Topic: Pianoteq 8 on Raspberry Pi 5

Following my previous experience with a Pi 4B I'm now building a new device using Pi 5 and the DAC Pro. With this more powerful board and the different OS I wonder if the recommendation of developers to improve the performances and other that I read in this forum are still valid:
1. elevate the privileges of audio group with:

/etc/security/limits.conf
...
@audio - rtprio 90
@audio - nice -10
@audio - memlock 500000

2. use cpufrequtils to switch to performance mode; I read someone recommending cpupower instead.
3. disable ethernet turbo mode:

/boot/firmware/cmdline.txt
... smsc95xx.turbo_mode=N

I removed this configuration becuase was giving me problems with the wifi connection.

In my installation on the Pi 4B I use to built a Real Time patched kernel, which reduce latency even more. With the newer kernels the patch is rolled in already and the process is even easier. I will test if also for Pi 5 the patched kernel will make that much difference.

If you have any other recommendation I'll be glad to test them. At the end I will produce another tutorial to bring everything together.

Last edited by jimmi (18-02-2025 08:07)

Re: Pianoteq 8 on Raspberry Pi 5

I completed my tutorial and published here. Any comment will be welcome

Re: Pianoteq 8 on Raspberry Pi 5

How much difference do these optimizations make over the standard installation? How do you test them?

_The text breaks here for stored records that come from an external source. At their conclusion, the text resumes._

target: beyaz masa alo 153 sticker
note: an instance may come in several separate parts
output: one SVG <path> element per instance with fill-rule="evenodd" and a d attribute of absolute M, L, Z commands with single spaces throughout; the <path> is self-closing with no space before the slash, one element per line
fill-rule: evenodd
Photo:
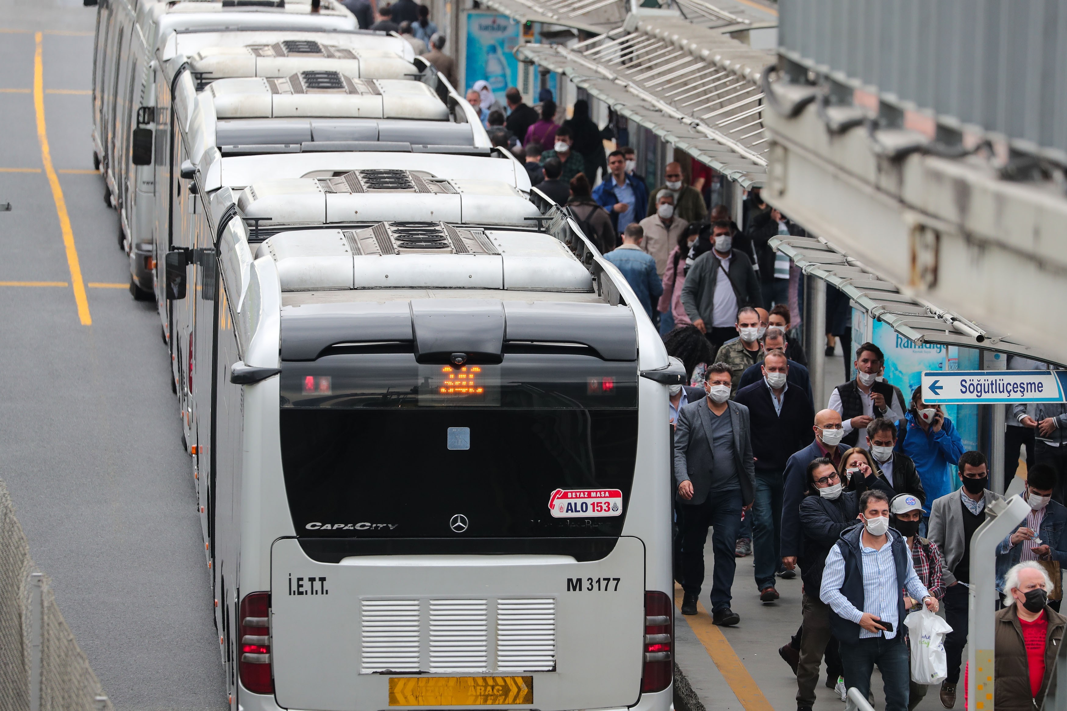
<path fill-rule="evenodd" d="M 621 516 L 622 491 L 619 489 L 556 489 L 548 499 L 555 518 Z"/>

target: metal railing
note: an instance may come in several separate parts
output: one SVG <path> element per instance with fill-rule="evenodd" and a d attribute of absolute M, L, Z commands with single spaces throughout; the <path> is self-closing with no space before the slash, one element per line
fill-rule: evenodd
<path fill-rule="evenodd" d="M 111 711 L 0 480 L 0 710 Z"/>

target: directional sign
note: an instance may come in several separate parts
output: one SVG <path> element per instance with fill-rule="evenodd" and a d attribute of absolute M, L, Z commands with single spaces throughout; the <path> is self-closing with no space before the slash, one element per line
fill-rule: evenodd
<path fill-rule="evenodd" d="M 928 370 L 923 372 L 927 404 L 1065 402 L 1067 371 Z"/>

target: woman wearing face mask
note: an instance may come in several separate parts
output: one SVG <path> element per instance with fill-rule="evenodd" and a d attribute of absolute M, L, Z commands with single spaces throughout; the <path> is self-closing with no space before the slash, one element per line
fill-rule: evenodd
<path fill-rule="evenodd" d="M 823 568 L 830 547 L 843 531 L 858 523 L 856 516 L 859 514 L 859 494 L 844 490 L 829 458 L 813 459 L 808 465 L 807 474 L 808 487 L 800 501 L 803 634 L 800 636 L 800 661 L 797 664 L 798 709 L 811 708 L 815 702 L 815 684 L 818 683 L 824 650 L 828 676 L 833 679 L 841 675 L 838 643 L 830 633 L 830 609 L 818 599 L 818 591 L 823 585 Z M 843 690 L 844 683 L 841 688 Z"/>
<path fill-rule="evenodd" d="M 660 326 L 672 321 L 671 328 L 679 326 L 690 326 L 688 314 L 682 306 L 682 287 L 685 285 L 685 256 L 689 254 L 689 248 L 697 241 L 701 225 L 699 223 L 687 224 L 685 229 L 678 236 L 674 248 L 667 256 L 667 269 L 664 270 L 664 293 L 659 296 L 659 304 L 656 308 L 663 314 L 659 320 Z M 668 328 L 669 333 L 671 328 Z"/>
<path fill-rule="evenodd" d="M 898 494 L 889 504 L 889 524 L 905 537 L 908 550 L 911 551 L 911 567 L 929 594 L 938 600 L 944 597 L 944 582 L 941 579 L 941 567 L 944 559 L 941 550 L 933 540 L 919 535 L 919 524 L 922 521 L 923 503 L 910 494 Z M 908 611 L 920 609 L 918 600 L 904 597 L 904 605 Z M 908 647 L 911 648 L 910 645 Z M 908 711 L 914 711 L 919 702 L 926 696 L 927 684 L 909 682 Z"/>
<path fill-rule="evenodd" d="M 1007 571 L 993 644 L 997 711 L 1033 711 L 1045 702 L 1067 626 L 1067 618 L 1048 605 L 1051 589 L 1049 573 L 1034 561 Z"/>
<path fill-rule="evenodd" d="M 955 465 L 964 454 L 964 441 L 944 416 L 940 405 L 923 402 L 923 388 L 911 393 L 911 408 L 904 416 L 904 441 L 897 446 L 915 464 L 915 471 L 926 491 L 923 516 L 929 518 L 930 503 L 952 491 L 949 465 Z"/>

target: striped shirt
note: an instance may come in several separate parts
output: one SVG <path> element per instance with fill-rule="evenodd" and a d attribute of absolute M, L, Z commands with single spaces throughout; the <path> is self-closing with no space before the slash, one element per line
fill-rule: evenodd
<path fill-rule="evenodd" d="M 1034 532 L 1034 538 L 1037 537 L 1037 532 L 1041 530 L 1041 520 L 1045 518 L 1046 508 L 1048 508 L 1048 506 L 1041 506 L 1037 511 L 1031 510 L 1030 513 L 1026 514 L 1025 527 Z M 1038 560 L 1038 555 L 1034 552 L 1034 548 L 1042 545 L 1044 542 L 1039 544 L 1034 538 L 1022 542 L 1022 553 L 1019 555 L 1020 561 Z"/>
<path fill-rule="evenodd" d="M 863 610 L 857 610 L 856 605 L 848 601 L 841 594 L 841 585 L 845 582 L 845 560 L 841 556 L 841 548 L 833 546 L 826 556 L 826 568 L 823 570 L 823 587 L 819 589 L 819 598 L 844 619 L 859 624 L 863 613 L 867 612 L 893 624 L 892 632 L 871 632 L 860 628 L 860 639 L 876 637 L 885 634 L 887 640 L 896 636 L 896 631 L 901 629 L 901 620 L 897 604 L 901 601 L 901 589 L 906 589 L 908 595 L 917 600 L 922 600 L 929 596 L 929 591 L 919 580 L 915 569 L 911 563 L 911 555 L 907 556 L 908 570 L 904 584 L 896 582 L 896 564 L 893 562 L 892 537 L 899 534 L 890 533 L 886 545 L 879 550 L 869 548 L 863 545 L 862 534 L 860 534 L 860 551 L 863 563 Z M 907 542 L 905 542 L 907 546 Z"/>

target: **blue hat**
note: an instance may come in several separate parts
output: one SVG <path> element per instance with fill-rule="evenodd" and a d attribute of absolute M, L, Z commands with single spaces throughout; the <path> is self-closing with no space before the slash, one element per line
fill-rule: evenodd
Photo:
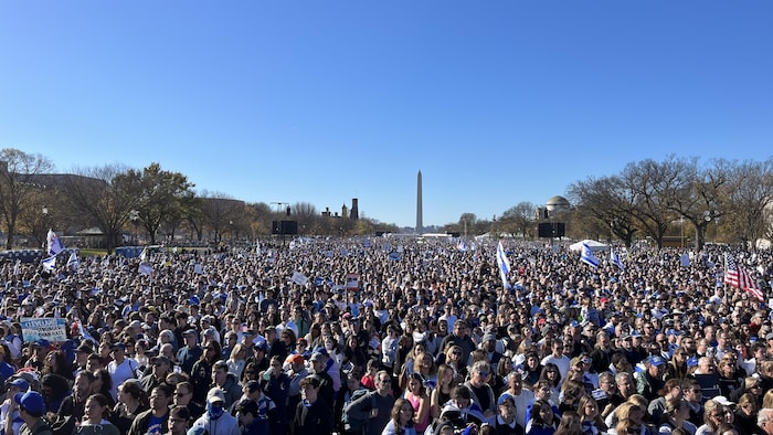
<path fill-rule="evenodd" d="M 499 399 L 497 400 L 497 406 L 500 406 L 508 399 L 512 401 L 513 405 L 516 404 L 516 397 L 513 397 L 512 394 L 510 394 L 510 393 L 505 393 L 505 394 L 500 395 Z"/>
<path fill-rule="evenodd" d="M 15 386 L 22 392 L 25 392 L 30 389 L 30 383 L 27 382 L 27 380 L 24 380 L 23 378 L 17 378 L 13 380 L 13 382 L 9 382 L 8 386 Z"/>
<path fill-rule="evenodd" d="M 45 402 L 43 402 L 43 396 L 36 391 L 17 393 L 13 400 L 32 416 L 40 417 L 45 414 Z"/>
<path fill-rule="evenodd" d="M 44 338 L 41 338 L 40 340 L 35 340 L 34 344 L 38 346 L 39 348 L 50 348 L 51 347 L 51 342 Z"/>

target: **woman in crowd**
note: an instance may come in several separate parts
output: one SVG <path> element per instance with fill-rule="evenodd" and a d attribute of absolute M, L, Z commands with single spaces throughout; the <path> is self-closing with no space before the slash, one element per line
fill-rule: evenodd
<path fill-rule="evenodd" d="M 729 406 L 726 406 L 713 399 L 709 399 L 703 404 L 703 425 L 698 427 L 696 435 L 720 435 L 718 432 L 722 423 L 733 424 L 735 414 Z"/>
<path fill-rule="evenodd" d="M 137 414 L 148 410 L 148 394 L 139 386 L 137 380 L 130 379 L 118 386 L 118 402 L 113 407 L 110 421 L 118 427 L 118 432 L 129 432 L 131 422 Z"/>
<path fill-rule="evenodd" d="M 381 435 L 416 435 L 422 431 L 414 426 L 414 409 L 406 399 L 398 399 L 392 406 L 389 423 Z"/>
<path fill-rule="evenodd" d="M 432 418 L 440 418 L 443 406 L 451 400 L 451 393 L 454 388 L 454 369 L 446 364 L 441 364 L 437 368 L 437 385 L 432 390 L 431 394 L 431 415 Z"/>
<path fill-rule="evenodd" d="M 554 435 L 582 435 L 580 416 L 574 411 L 568 411 L 561 415 L 559 427 Z"/>
<path fill-rule="evenodd" d="M 104 394 L 93 394 L 86 400 L 83 422 L 75 426 L 73 435 L 119 435 L 118 427 L 109 420 L 110 407 Z"/>
<path fill-rule="evenodd" d="M 526 424 L 526 435 L 553 435 L 555 415 L 550 403 L 538 400 L 531 405 L 531 420 Z"/>
<path fill-rule="evenodd" d="M 419 433 L 424 432 L 430 425 L 430 396 L 424 388 L 424 381 L 419 373 L 412 373 L 407 376 L 407 389 L 404 393 L 404 399 L 413 406 L 415 428 Z"/>
<path fill-rule="evenodd" d="M 233 349 L 231 349 L 229 360 L 225 361 L 229 364 L 229 373 L 233 373 L 233 375 L 236 376 L 236 379 L 241 379 L 246 359 L 247 350 L 245 349 L 244 344 L 234 344 Z"/>
<path fill-rule="evenodd" d="M 212 383 L 212 365 L 220 360 L 220 343 L 213 341 L 204 347 L 201 358 L 193 363 L 189 382 L 193 385 L 193 402 L 204 403 Z"/>
<path fill-rule="evenodd" d="M 660 413 L 660 423 L 657 432 L 663 435 L 671 435 L 674 429 L 681 428 L 690 435 L 695 435 L 697 427 L 687 418 L 690 417 L 690 405 L 681 397 L 670 397 Z"/>
<path fill-rule="evenodd" d="M 113 390 L 113 376 L 107 369 L 99 369 L 94 372 L 94 382 L 92 382 L 92 394 L 103 394 L 108 402 L 108 406 L 113 409 L 115 401 L 110 391 Z"/>
<path fill-rule="evenodd" d="M 606 424 L 604 424 L 604 420 L 601 417 L 599 403 L 591 395 L 586 394 L 580 397 L 578 415 L 580 416 L 582 426 L 581 432 L 584 435 L 600 435 L 606 433 L 607 427 Z"/>
<path fill-rule="evenodd" d="M 734 424 L 742 434 L 753 434 L 758 431 L 756 414 L 760 411 L 756 399 L 752 393 L 744 393 L 735 406 Z"/>

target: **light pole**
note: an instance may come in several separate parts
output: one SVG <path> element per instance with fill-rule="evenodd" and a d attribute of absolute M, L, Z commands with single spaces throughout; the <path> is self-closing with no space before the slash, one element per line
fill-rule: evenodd
<path fill-rule="evenodd" d="M 139 211 L 131 210 L 129 212 L 129 220 L 131 221 L 131 224 L 135 226 L 135 246 L 137 246 L 137 245 L 139 245 L 139 234 L 137 233 L 137 222 L 139 221 Z"/>
<path fill-rule="evenodd" d="M 45 248 L 46 240 L 49 238 L 49 208 L 43 205 L 43 247 Z"/>

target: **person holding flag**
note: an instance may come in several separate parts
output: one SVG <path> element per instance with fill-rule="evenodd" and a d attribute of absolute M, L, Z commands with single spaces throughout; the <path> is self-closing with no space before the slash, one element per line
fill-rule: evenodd
<path fill-rule="evenodd" d="M 510 261 L 507 259 L 502 241 L 497 245 L 497 266 L 499 267 L 499 276 L 502 278 L 502 288 L 507 289 L 507 274 L 510 273 Z"/>
<path fill-rule="evenodd" d="M 765 300 L 765 295 L 760 290 L 754 279 L 738 265 L 731 254 L 724 254 L 724 284 L 749 293 L 761 303 Z"/>

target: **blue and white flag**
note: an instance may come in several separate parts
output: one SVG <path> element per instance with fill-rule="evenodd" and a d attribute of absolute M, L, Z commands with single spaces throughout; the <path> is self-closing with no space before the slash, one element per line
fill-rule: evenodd
<path fill-rule="evenodd" d="M 308 283 L 308 280 L 309 280 L 309 278 L 306 275 L 301 274 L 300 272 L 294 272 L 293 276 L 290 276 L 292 283 L 295 283 L 295 284 L 298 284 L 301 286 L 305 286 L 306 283 Z"/>
<path fill-rule="evenodd" d="M 52 255 L 50 257 L 43 258 L 41 262 L 43 265 L 43 270 L 51 272 L 56 267 L 56 255 Z"/>
<path fill-rule="evenodd" d="M 67 267 L 71 267 L 73 270 L 77 270 L 77 267 L 81 265 L 81 259 L 77 257 L 77 254 L 75 254 L 75 251 L 70 253 L 70 259 L 67 259 Z"/>
<path fill-rule="evenodd" d="M 56 255 L 64 251 L 64 245 L 62 245 L 62 242 L 59 240 L 53 230 L 49 230 L 49 234 L 45 236 L 45 240 L 49 244 L 49 255 Z"/>
<path fill-rule="evenodd" d="M 153 273 L 153 266 L 145 263 L 140 263 L 139 267 L 137 267 L 137 272 L 139 272 L 142 275 L 150 275 Z"/>
<path fill-rule="evenodd" d="M 501 241 L 497 245 L 497 266 L 499 266 L 499 276 L 502 278 L 502 287 L 507 288 L 507 274 L 510 273 L 510 261 L 507 259 Z"/>
<path fill-rule="evenodd" d="M 599 267 L 599 258 L 593 255 L 593 251 L 587 244 L 582 244 L 582 251 L 580 253 L 580 261 L 592 267 Z"/>
<path fill-rule="evenodd" d="M 615 250 L 613 250 L 612 247 L 610 247 L 610 263 L 620 267 L 621 270 L 625 270 L 625 266 L 623 265 L 623 261 L 620 259 L 620 256 L 617 255 Z"/>

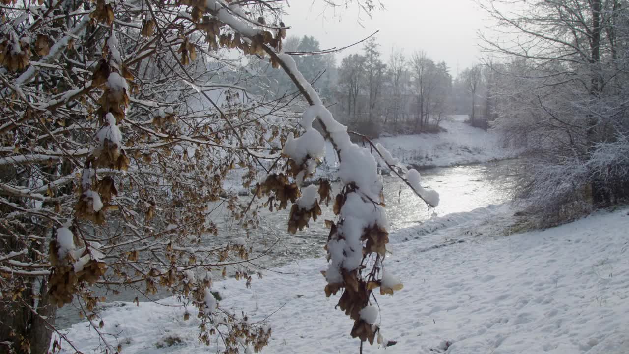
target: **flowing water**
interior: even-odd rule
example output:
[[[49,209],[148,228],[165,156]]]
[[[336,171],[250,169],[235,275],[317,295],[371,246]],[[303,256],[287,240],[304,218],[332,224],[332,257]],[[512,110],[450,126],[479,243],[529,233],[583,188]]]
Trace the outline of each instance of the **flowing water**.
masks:
[[[420,171],[421,184],[425,187],[435,189],[439,192],[439,206],[429,209],[426,204],[396,177],[384,177],[384,198],[387,217],[389,222],[389,232],[421,224],[436,214],[438,216],[455,212],[470,211],[489,204],[505,202],[508,197],[508,188],[511,185],[509,175],[515,164],[506,161],[486,164],[447,168],[435,168]],[[340,188],[338,183],[332,185],[332,195],[335,195]],[[237,227],[231,227],[232,232],[219,235],[216,238],[208,238],[208,244],[225,243],[230,238],[245,237],[248,245],[252,247],[250,257],[262,253],[265,254],[258,260],[256,264],[265,268],[275,267],[295,260],[322,257],[325,255],[323,246],[327,241],[329,229],[325,227],[324,220],[334,220],[329,207],[321,205],[323,215],[309,227],[298,231],[294,235],[287,232],[289,210],[270,212],[265,208],[259,212],[262,216],[260,227],[243,234]],[[290,207],[289,207],[290,209]],[[214,221],[220,230],[229,229],[230,226],[237,226],[226,210],[219,208],[214,214]],[[109,301],[130,302],[136,294],[121,292],[116,295],[108,294]],[[168,296],[160,292],[155,299]],[[142,300],[142,299],[140,299]],[[65,306],[57,312],[57,324],[60,327],[69,326],[81,321],[77,311],[72,306]]]

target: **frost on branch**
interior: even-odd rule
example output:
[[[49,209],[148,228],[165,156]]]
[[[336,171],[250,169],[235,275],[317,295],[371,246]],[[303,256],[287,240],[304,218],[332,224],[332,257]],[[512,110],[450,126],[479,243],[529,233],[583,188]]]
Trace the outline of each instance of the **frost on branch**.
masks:
[[[347,127],[334,120],[290,55],[281,54],[277,57],[311,104],[300,122],[304,133],[296,139],[290,137],[284,147],[284,154],[289,158],[289,176],[296,178],[298,185],[300,185],[304,178],[314,172],[314,163],[318,162],[320,154],[325,152],[322,137],[312,127],[315,119],[321,123],[325,137],[331,142],[340,161],[338,177],[342,188],[333,207],[337,219],[335,222],[326,220],[330,231],[325,246],[328,268],[323,272],[328,282],[326,295],[330,297],[342,289],[338,306],[354,320],[352,337],[373,344],[379,331],[376,324],[377,312],[374,316],[370,300],[374,295],[373,290],[381,287],[382,294],[392,294],[402,288],[401,283],[391,276],[379,278],[384,269],[386,245],[389,243],[382,176],[378,174],[376,161],[371,152],[351,141]],[[376,146],[376,148],[388,165],[395,166],[399,163],[384,147]],[[413,171],[408,175],[412,180],[409,181],[409,185],[430,205],[437,205],[438,194],[423,188],[419,173]],[[326,186],[323,189],[329,194]],[[289,231],[294,232],[295,215],[299,217],[297,224],[299,229],[307,225],[311,215],[316,220],[316,214],[312,210],[319,205],[316,200],[312,203],[314,191],[313,186],[301,190],[303,197],[291,210]],[[320,197],[320,200],[324,200],[323,194]]]
[[[406,180],[413,190],[423,199],[428,205],[437,207],[439,205],[439,193],[434,190],[426,189],[421,186],[421,175],[415,169],[411,169],[406,173]]]

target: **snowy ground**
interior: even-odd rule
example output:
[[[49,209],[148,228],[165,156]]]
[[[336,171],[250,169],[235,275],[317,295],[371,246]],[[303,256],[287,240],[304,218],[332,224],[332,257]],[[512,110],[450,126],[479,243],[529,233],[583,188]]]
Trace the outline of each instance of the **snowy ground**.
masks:
[[[467,115],[455,115],[439,125],[447,132],[381,137],[377,139],[407,165],[447,166],[484,163],[512,157],[498,137],[464,123]]]
[[[422,134],[375,139],[393,156],[407,166],[416,168],[447,167],[502,160],[514,157],[516,152],[504,149],[498,136],[491,131],[474,128],[464,121],[467,115],[455,115],[440,123],[447,132]],[[329,142],[326,142],[326,154],[323,163],[316,170],[313,180],[320,178],[336,178],[338,159]],[[236,169],[223,183],[223,188],[230,192],[248,194],[242,187],[242,176],[248,170]],[[265,174],[260,172],[260,176]],[[260,177],[261,178],[261,177]]]
[[[543,231],[511,234],[506,206],[450,214],[392,235],[389,269],[405,287],[381,297],[381,328],[394,346],[365,353],[625,353],[629,350],[629,208],[600,212]],[[254,319],[269,317],[264,352],[357,353],[352,322],[326,299],[323,259],[267,272],[252,288],[214,283],[224,300]],[[166,304],[175,305],[174,299]],[[123,353],[208,352],[194,313],[151,303],[103,312],[104,329]],[[99,341],[84,324],[68,330],[83,351]],[[167,337],[181,343],[159,348]],[[116,339],[117,338],[117,339]],[[67,350],[69,346],[64,345]],[[214,352],[215,348],[210,348]]]

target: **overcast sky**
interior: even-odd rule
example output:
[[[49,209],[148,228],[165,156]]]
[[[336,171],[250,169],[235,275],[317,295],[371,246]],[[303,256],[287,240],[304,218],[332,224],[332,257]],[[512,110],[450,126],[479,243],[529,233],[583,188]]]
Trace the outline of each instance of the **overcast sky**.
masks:
[[[393,46],[403,48],[407,57],[423,50],[433,60],[445,61],[453,75],[457,67],[462,70],[479,61],[476,33],[487,16],[473,0],[381,1],[385,9],[376,10],[369,18],[355,5],[333,9],[325,8],[322,0],[289,0],[284,22],[292,26],[289,35],[314,36],[321,49],[344,47],[379,30],[376,35],[385,62]],[[337,64],[362,48],[359,45],[337,54]]]

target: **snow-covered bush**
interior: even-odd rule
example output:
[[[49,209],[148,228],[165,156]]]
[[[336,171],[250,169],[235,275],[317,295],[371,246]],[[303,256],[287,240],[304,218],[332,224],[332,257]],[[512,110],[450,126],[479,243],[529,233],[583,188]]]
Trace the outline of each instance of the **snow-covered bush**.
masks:
[[[499,25],[486,42],[507,59],[493,64],[495,128],[523,152],[516,195],[552,222],[626,200],[629,57],[617,38],[629,33],[627,9],[617,1],[483,3]],[[501,37],[512,30],[517,40]]]
[[[101,349],[120,352],[124,343],[99,321],[100,294],[130,291],[142,299],[167,290],[198,309],[201,341],[225,353],[259,351],[270,328],[222,308],[212,290],[212,275],[225,277],[228,267],[250,285],[253,248],[240,236],[210,236],[228,233],[214,222],[214,207],[246,230],[259,223],[264,195],[276,210],[292,203],[292,232],[333,199],[325,292],[343,292],[352,334],[373,341],[373,290],[401,287],[382,278],[388,225],[374,155],[401,178],[406,171],[382,149],[352,143],[281,52],[287,27],[275,3],[4,2],[2,345],[47,352],[56,309],[74,301]],[[239,86],[252,55],[269,57],[298,88],[308,106],[298,125],[274,100]],[[340,161],[336,195],[325,180],[302,188],[325,156],[325,140]],[[253,198],[226,190],[237,170]],[[436,205],[418,174],[409,176],[407,184]],[[58,334],[53,351],[72,346]]]

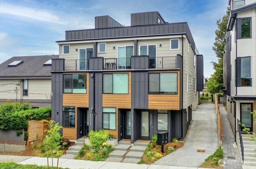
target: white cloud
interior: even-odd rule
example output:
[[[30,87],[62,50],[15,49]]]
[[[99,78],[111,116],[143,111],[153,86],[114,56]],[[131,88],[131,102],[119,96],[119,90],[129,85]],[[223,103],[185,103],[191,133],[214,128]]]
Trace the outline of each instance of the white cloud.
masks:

Re: Pianoteq 8 on Raspberry Pi 5

levinite wrote:

How much difference do these optimizations make over the standard installation? How do you test them?

I'm testing just by my ears, do not have any special equipment to do it. If you may suggest better testing option with software it will be welcome.

The RT kernel makes really the difference from a very audible latency to a hardly detectable. As for the suggestion from this site, ref. my previous post:

  1. I cannot detect any evident difference in latency, and no disturbance are there in the sound. I'm not however an expert player, therefore I cannot exclude that with more intense use some problem may rise.

  2. Without cpufreq a lot of cracks disturb the sound

  3. No apparent differences using this option. This option was created for the Pi 3, I'm not even sure if it is still applicable for Pi 5, I cannot find any module or overlay with such name.

Re: Pianoteq 8 on Raspberry Pi 5

As a basic test for efficiency, you could try to use the "time" command. The idea is the less resorces used for the task is better. As an example:

time ./Pianoteq\ 8 --headless --play-and-quit
To compensate for caching run this initially at least twice.

How often are the patched versions updated? I am curious if your patched version uses the "numa" optimizations which gives a boost, especially for multithreaded tasks. Check for numa options with:
cat /proc/cmdline

Anyway, Good luck on your project I am sure many have found is useful.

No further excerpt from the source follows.